Influence of Psychosocial Factors on Treatment-Seeking Behavior
There are a number of psychosocial factors that influence treatment-seeking behavior. These factors may change somewhat depending on different disease states. People vary greatly in how they experience or perceive symptoms. Delay may increase if symptoms do not match a patient’s expectation or are different than what she or he experienced previously in the same illness. Delay time can be increased if symptoms are vague, confusing, intermittent, or come on gradually. In the case of heart attack symptoms, patients often delay if they believe that the symptoms are not cardiac related. Severity of pain or other symptoms has not been shown to consistently affect delay time.
Patients delay longer when they hope that the symptoms will subside on their own, or if they try self-medication before seeking help. Delay is also increased if patients fail to recognize or understand the importance of symptoms. Patients are often worried about being embarrassed if their symptoms turn out to be nothing, and therefore delay longer. Interestingly, the presence of a family member or spouse increases delay in cardiac patients, but the presence of friends or coworkers decreases delay, presumably because they can evaluate the situation objectively and make more accurate assessments of appropriate courses of action than family members. On the other hand, telling a family member or friend decreases delay time in breast cancer patients.
Often, individuals are hesitant to bother the physician, hospital staff, family, and/or friends and will delay telling anyone. Asthma patients are known to delay seeking care because of previous negative experiences with emergency departments. Some asthma patients even fear that seeking medical care will somehow worsen their condition, which leads to a desire to “tough it out alone.” Asthma patients also fear systemic corticosteriods because of side effects they experienced during prior treatments.
Some patients feel that if they enter the health care system by calling their physician or going to the hospital, they will lose control over their lives or that their lives will be disrupted. However, some research has shown that if patients believe that their condition can be treated effectively, they will seek help more quickly. This belief speaks to cost/benefit issues, with individuals more likely to seek immediate treatment if the treatment is known to have a positive impact on morbidity and mortality. A sense of fatalism, various self-care behaviors, perceived constraints, and in appropriate problem-solving style increase delay in breast cancer patients.
Sociodemographic factors also can influence patient delay. In breast cancer patients, it has been found that lower income and education levels affect delay. Older age, ethnic minority, lower income, and public payer insurance tend to be associated with delay in myocardial infarction patients. Economic considerations such as the expense of medication or hospitalization have also been shown to delay care seeking in asthma patients.
Summary
Because delay in providing care causes increased morbidity and mortality, health care providers must understand the reasons for delay so that they can intervene in an appropriate and effective manner.

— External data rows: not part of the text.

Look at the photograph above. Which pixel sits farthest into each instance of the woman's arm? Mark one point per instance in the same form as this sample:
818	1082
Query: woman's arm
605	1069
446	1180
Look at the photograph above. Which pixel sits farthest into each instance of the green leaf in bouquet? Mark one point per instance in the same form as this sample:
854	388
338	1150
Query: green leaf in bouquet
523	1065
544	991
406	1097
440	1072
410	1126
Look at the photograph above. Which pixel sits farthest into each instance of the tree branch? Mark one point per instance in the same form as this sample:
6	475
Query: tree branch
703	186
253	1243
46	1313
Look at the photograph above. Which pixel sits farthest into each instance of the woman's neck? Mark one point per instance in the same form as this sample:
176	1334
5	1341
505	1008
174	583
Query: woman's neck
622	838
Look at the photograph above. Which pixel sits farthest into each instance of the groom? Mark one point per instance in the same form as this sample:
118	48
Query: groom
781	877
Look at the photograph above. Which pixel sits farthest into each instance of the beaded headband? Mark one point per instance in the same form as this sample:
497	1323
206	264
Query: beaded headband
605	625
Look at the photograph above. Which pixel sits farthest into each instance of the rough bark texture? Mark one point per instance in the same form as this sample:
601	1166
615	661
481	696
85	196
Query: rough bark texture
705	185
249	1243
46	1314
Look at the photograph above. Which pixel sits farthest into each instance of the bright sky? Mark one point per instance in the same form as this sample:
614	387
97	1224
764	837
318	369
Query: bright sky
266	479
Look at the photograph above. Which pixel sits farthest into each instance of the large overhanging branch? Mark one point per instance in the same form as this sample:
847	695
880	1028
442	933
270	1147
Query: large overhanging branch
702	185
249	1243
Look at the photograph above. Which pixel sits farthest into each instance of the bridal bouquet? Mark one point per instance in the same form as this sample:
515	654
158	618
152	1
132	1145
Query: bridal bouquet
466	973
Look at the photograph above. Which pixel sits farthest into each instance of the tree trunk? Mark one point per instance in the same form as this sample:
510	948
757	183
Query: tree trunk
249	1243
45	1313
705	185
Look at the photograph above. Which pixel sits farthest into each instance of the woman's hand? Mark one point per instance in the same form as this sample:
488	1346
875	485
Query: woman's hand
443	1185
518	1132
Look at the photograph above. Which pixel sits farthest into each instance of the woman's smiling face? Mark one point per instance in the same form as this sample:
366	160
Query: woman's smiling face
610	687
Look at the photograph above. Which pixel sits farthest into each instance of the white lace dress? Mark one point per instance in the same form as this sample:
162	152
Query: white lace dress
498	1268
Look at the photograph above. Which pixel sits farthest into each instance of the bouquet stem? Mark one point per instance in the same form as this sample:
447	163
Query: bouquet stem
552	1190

For example, if patients state that they delay seeking treatment for symptoms because they will be embarrassed if the symptoms are nothing, then an appropriate intervention might be for the health care provider to focus on this issue, acknowledging that embarrassment is a normal response. A cost/benefit argument might be made that given the benefit of early treatment, being wrong on occasion is less important than avoiding the potential disability and loss of personal productive capacity. Lastly, it is important to note that most factors influencing patient delay are often modifiable, and therefore and efforts to reduce patient delay have direct benefits to patients in terms of decreased morbidity and mortality.